How do Sherlocks compare to the exam?
The exam is a vastly different experience from Sherlocks, and most of what you will find in Sherlocks are out-of-scope for the exam. You can do them to develop your methodology, but do not expect them to be anything close to the exam environment.
Should I take time off to do the exam?
This is entirely up to you, and it will depend on how comfortable you are with the course content. I didn’t have the luxury of doing so, but I was still able to complete the exam. As it is 7 days long, you may find it beneficial to do so.
How does CDSA stack up with other similar hands-on certifications or courses? (BTL1, CCD, etc.)
I have no knowledge of the content of these certifications or courses, so I cannot give an accurate answer.
Can CDSA land me a job?
No certification can guarantee you a job.
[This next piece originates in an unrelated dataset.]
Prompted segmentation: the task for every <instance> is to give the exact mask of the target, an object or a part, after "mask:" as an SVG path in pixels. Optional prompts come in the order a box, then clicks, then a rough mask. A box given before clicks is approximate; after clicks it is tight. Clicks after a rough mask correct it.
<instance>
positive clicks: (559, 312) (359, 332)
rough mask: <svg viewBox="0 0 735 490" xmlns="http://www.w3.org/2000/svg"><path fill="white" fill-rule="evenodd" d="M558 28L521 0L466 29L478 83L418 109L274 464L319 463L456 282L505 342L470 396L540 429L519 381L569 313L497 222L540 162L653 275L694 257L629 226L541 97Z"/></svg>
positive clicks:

Since CDSA is so new, not many job listings, if not none, are looking for this certification, much like CPTS. However, the course content arms you with the skills needed to adequately perform a SOC analyst’s job duties.
Do I need prior experience to complete the course?
No. The course is designed to teach you everything from the basics to intermediate-level skills. If you are a newcomer to cybersecurity, I recommend completing both the Information Security Foundations path (completely free) and the SOC Analyst Prerequisites path. These two paths should equip you with everything you need to complete the CDSA course.
Are you copying Xre0uS?
Yes, because his blog post is so damn well written.